Transcript from Steven’s cross-examination
[48]      Steven is either a witness whose testimony defies credulity or the litigation in which he is enmeshed with his family members is so extensive that, in 2010, he was not able to recall if he had sued his father in 2007.   While Steven did recall that Albert sued Elise for the return of coins and a chuppah; that Elise had sued him; and that Albert had sued his son, Josh, in respect of a car, some money and a house, when asked if he had sued his father, Steven responded that he did not recall.  It was only after considerable cross-examination and reference to a document that Steven was able to bring this unusual fact to mind. 
[49]      Steven conceded that he had an acrimonious relationship with his father at that point in time, and he blames Elise and Josh for that.  He claims they:
convinced my dad of certain untruths, took him away from his familiar surroundings with his family, myself and my brother Mike, who shared business interests for over 30 years.  When he was vulnerable they forced him to do certain things, of which this was one.  

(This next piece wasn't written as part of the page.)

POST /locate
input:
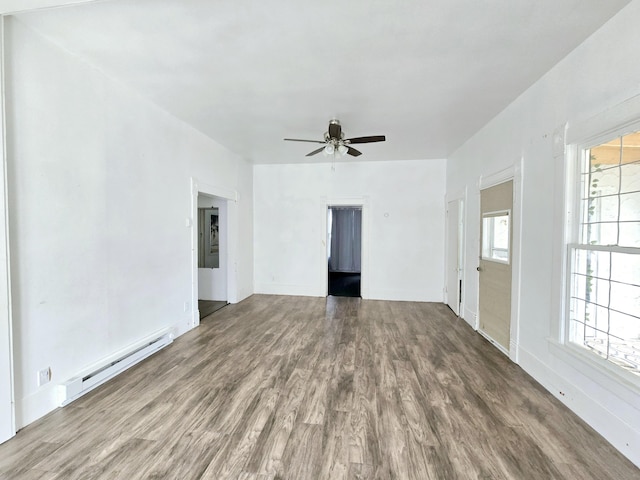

[50]      Steven characterized Elise’s conduct with respect to Albert as “crimes she committed to her father.”  He then qualified his comments by stating that he meant “emotional crimes”.   He went on about how Elise and Josh took Albert to Europe in 2007 “on a moment’s notice” without advising him and Michael, and he accused them of having unduly influenced Albert at that time.   He claims that Elise “mentally abused” Albert and that this caused Albert to turn on him.   In the end, Albert’s counsel conceded on the transcript that there was acrimony between Steven and Elise.
[51]      Steven continued to testify in a manner that causes this court concern.  He claims he was unaware that Elise’s suit against him was for $10 million.   He apparently knew nothing about the suit as, according to his sworn testimony, he never bothered to read the claim.  He failed to read it because “he knew” without having to read it that whatever Elise said about him was untrue.  He reached this conclusion based on Elise’s nature and past behaviour.  
[52]      Steven also claimed to be unaware that he was counterclaiming against Elise for $25 million – he stated that he simply left it all to his attorneys and his brother.  This is curious indeed – how would Steven have instructed his counsel regarding his defence and his counterclaim without knowing what the claim contained?          
[53]      Throughout this cross-examination, Steven demonstrated nothing short of contempt for his sister which he made no effort to disguise.   It clearly appeared to colour everything he had to say about her.  This, coupled with his earlier letter to Elise in which he knowingly misled her by claiming the coins had been “left to the children”, leaves me in grave doubt as to whether he should ever replace Albert as the prime witness in this proceeding – he has already demonstrated that he is prepared to say what he has to, regardless of the truth, and the fact he is open about despising Elise only exacerbates my concerns about his ability to be a truthful witness when it comes to matters involving his sister.  
[54]      Most importantly, with respect to the primary issue of whether or not Albert should be excused from discoveries, when asked if Albert was on board with his own motion, the exchange with Steven went as follows:
Q.        He’s on board with that?
            A.         Absolutely.
            Q.       He doesn’t want to be examined?
            A.         He couldn’t be.
            Q.        He doesn’t want to be?
A.         He probably would want to face his daughter but he won’t be able to live through it, I would think, considering the state he’s been put in by their behaviour towards him.
[55]      There is no evidence at all suggesting that having to testify would in any way endanger Albert’s life – and Steven has already established that he is prone to “over react” as he refers to it.  This response, however, again leads to the question: who is instructing counsel here?  Steven is not his litigation guardian – in fact, he has none.  Therefore, only Albert can instruct counsel.